慢性便秘症の病態に応じたアプローチ

 【監修】国際医療福祉大学 消化器内科統括教授/熱海病院 病院長 中島 淳 先生 
このページでは、下記の情報をご紹介いたします。
◆ 国内第Ⅲ相試験(簡易版)
◆ 慢性便秘症の病態に応じたアプローチ 排便習慣の重要性と計画排便の実施に向けて
◆ 60歳以上の慢性便秘症患者の直腸感覚閾値に対する、グーフィス®投与の影響
◆ 日本における慢性便秘症患者に対する グーフィス®の特定使用成績調査(最終結果報告)

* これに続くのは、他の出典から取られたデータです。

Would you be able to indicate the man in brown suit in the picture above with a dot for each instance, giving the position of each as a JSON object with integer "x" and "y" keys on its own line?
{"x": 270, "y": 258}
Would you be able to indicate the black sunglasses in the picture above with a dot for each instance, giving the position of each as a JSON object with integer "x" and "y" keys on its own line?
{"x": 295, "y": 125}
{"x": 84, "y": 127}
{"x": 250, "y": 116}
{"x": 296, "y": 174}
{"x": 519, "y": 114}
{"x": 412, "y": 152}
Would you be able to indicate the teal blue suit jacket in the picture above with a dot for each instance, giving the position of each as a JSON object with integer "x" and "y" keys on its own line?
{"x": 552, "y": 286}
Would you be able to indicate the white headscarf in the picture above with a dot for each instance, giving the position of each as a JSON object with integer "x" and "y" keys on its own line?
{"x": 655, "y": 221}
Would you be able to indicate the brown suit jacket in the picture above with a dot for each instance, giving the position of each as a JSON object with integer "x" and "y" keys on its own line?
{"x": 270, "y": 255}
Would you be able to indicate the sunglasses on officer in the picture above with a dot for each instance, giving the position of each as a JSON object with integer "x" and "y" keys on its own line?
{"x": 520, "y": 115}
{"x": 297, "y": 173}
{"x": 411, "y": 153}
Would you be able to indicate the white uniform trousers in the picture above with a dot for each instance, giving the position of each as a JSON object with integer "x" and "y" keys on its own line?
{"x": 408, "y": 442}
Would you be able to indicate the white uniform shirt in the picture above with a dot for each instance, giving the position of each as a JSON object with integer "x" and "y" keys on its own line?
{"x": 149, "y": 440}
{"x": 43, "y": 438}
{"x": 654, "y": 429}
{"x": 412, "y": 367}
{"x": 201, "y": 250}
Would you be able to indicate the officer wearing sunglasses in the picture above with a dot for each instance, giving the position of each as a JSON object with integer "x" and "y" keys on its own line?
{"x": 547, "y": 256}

「禁忌を含む注意事項等情報」等は、Drug Informationをご参照ください。

国内第Ⅲ相試験(簡易版)

試験概要

試験デザイン プラセボ対照無作為化二重盲検多施設共同並行群間比較試験
目的 慢性便秘症患者を対象にグーフィス®10mg又はプラセボを1日1回14日間経口投与し、投与期間第1週における自発排便回数の観察期間第2週からの変化量を主要評価項目とした二重盲検比較試験において、グーフィス®のプラセボに対する優越性を検証すると共に、安全性を検討することを目的とした。
対象 慢性便秘症患者133例(有効性解析対象〔FAS*1)〕:132例、安全性解析対象:132例)RomeⅢの機能性便秘の診断基準を参考として、同意取得時の6ヵ月以上前から自発排便回数が平均3回/週未満であり、かつ自発排便に関連した、①排便の25%以上にいきみがある、②排便の25%以上に兎糞状便又は硬便がある、③排便の25%以上に残便感がある、の3つのうち1つ以上の症状を有している慢性便秘症患者を対象とした。
プラセボ群:63例、グーフィス®10mg群:69例
投与方法 治験薬投与開始前の排便回数の調査期間として2週間の観察期間を設定した後、1日1回朝食前にグーフィス®10mg又はプラセボを14日間経口投与した。被験者は定められた時期に来院し、外来で観察・検査等が行われた。
評価項目 〈有効性に関する評価項目〉
主要評価項目(検証的解析項目)
  • 自発排便回数の変化量〔観察期間第2週 vs. 投与期間第1週〕(FAS)
〈安全性に関する評価項目〉
  • 副作用発現率
  • 臨床検査値
解析計画 主要評価項目である投与期間第1週における自発排便回数の観察期間第2週からの変化量*2)について、FASを解析対象とし観察期間第2週の自発排便回数を共変量とした共分散分析(ANCOVA)を適用した。
自発排便回数、完全自発排便回数については要約統計量を算出した。
●検証的な解析以外で得られたp値を名目上のp値とした。

自発排便:下剤/浣腸あるいは摘便なしに発現する排便。本治験においては、観察期間開始前日に下剤を使用した場合、又は観察期間開始後に救済薬(ビサコジル坐剤10mg)を使用した場合、使用後24時間以内の排便は自発排便としない。
完全自発排便:残便感のない自発排便
排便回数:「トイレに入ってから出るまでに生じた排便」を1回とカウントした(例:一度排便し、少し時間があいて再度排便した場合でも、トイレから出ていなければ1回とカウントする)。一方、排便後にトイレを出て再びトイレに入って排便した場合は、別々の排便としてカウントした。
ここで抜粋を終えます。